3. Ты уязвил сердце наше любовью Твоею, и в нем хранили мы слова Твои, пронизавшие утробу нашу. Мы собрали образы рабов Твоих – Ты осветил их темных, оживил мертвых – и погрузились в размышление над ними. Их пример жег нас, уничтожал окаменелое бесчувствие, мешал скатиться в бездну, воспламенял так, что всякое веяние противоречий от «языка лукавого» только разжигало наше желание, но не могло угасить его. А так как Имя Твое святится по всей земле, то нашлись бы и люди, восхвалявшие наши намерения и обеты. Мне же казалось хвастовством не подождать столь близких каникул, но уйти с публичного поста, бывшего на виду у всех, будто мне хочется, предупредив наступающий праздник, обратить на себя общее внимание[530]. Все и заговорили бы, что я стремлюсь возвеличить себя. А зачем мне, чтобы люди судили и рядили о душе моей и «хулили доброе наше»?[531]
4. А тут еще в это самое лето от чрезмерной работы в школе легкие мои начали сдавать: дыхание стало затруднено; боли в груди свидетельствовали о ее недуге; голос стал глухим и прерывистым[532]. Сначала это меня очень встревожило: приходилось по необходимости сложить бремя учительства или, во всяком случае, прервать работу пока, может быть, вылечусь и выздоровею.
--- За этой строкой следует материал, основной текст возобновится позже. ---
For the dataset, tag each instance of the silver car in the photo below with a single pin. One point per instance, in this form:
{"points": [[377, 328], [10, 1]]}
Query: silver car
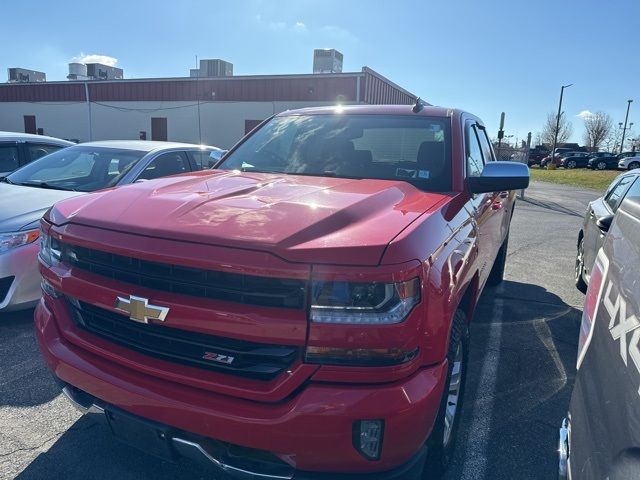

Когда же овладело мной и укрепилось во всей полноте желание «освободиться и видеть, ибо Ты – Господь», – Ты знаешь, Боже мой, я даже обрадовался, что у меня есть справедливое извинение, которое должно смягчить обиду людей, не желавших из-за своих милых детей помиловать меня. Полный такой радости, я перетерпел этот промежуток времени до конца – было это, кажется, дней двадцать – претерпевались они с натугой: во мне уже не было того запала, с которым я обычно вел эти трудные занятия, и не приди на его смену терпение, они согнули бы меня под своим бременем.
Кто-нибудь из рабов Твоих, моих братьев, скажет, что я согрешил, позволив себе хоть один час остаться на кафедре лжи в то время, как сердце мое полно было желанием служить Тебе. Не буду спорить. Но Ты, Всемилостивый Господи, разве не простил мне этот грех и не отпустил его вместе с другими, страшными и смертными, омыв меня святой водой!
III
5. Верекунд изводился и тосковал, глядя на наше счастье: он видел, что узы, крепко его связавшие, заставят его покинуть наше общество. Не будучи сам христианином, он женился на христианке, и она-то и оказалась самыми тесными колодками, мешавшими ему пойти по пути, на который вступили мы. А стать христианином он хотел только при том условии, которое было невыполнимо[533]. Он ласково предложил нам побыть в его имении, пока захотим. Ты воздашь ему, Господи, в час воздаяния праведным; их часть Ты уже воздал ему. Хоть и в отсутствие наше (мы были уже в Риме), он во время тяжелой болезни стал христианином и переселился из этой жизни. Ты пожалел не только его, но и нас: мы не будем мучиться невыносимой болью, думая, что этот исключительной доброты к нам друг наш исключен из стада Твоего. Благодарим Тебя, Боже наш! Мы Твои: вразумления и утешения Твои говорят об этом. Верный Своим обещаниям дал Ты Верекунду за его именьице в Кассициаке, где мы отдохнули в Тебе от мирских треволнений, красоту Твоего вечно зеленеющего рая, ибо отпустил ему земные грехи его «на горе молочной, на горе Твоей, горе изобилия»[534].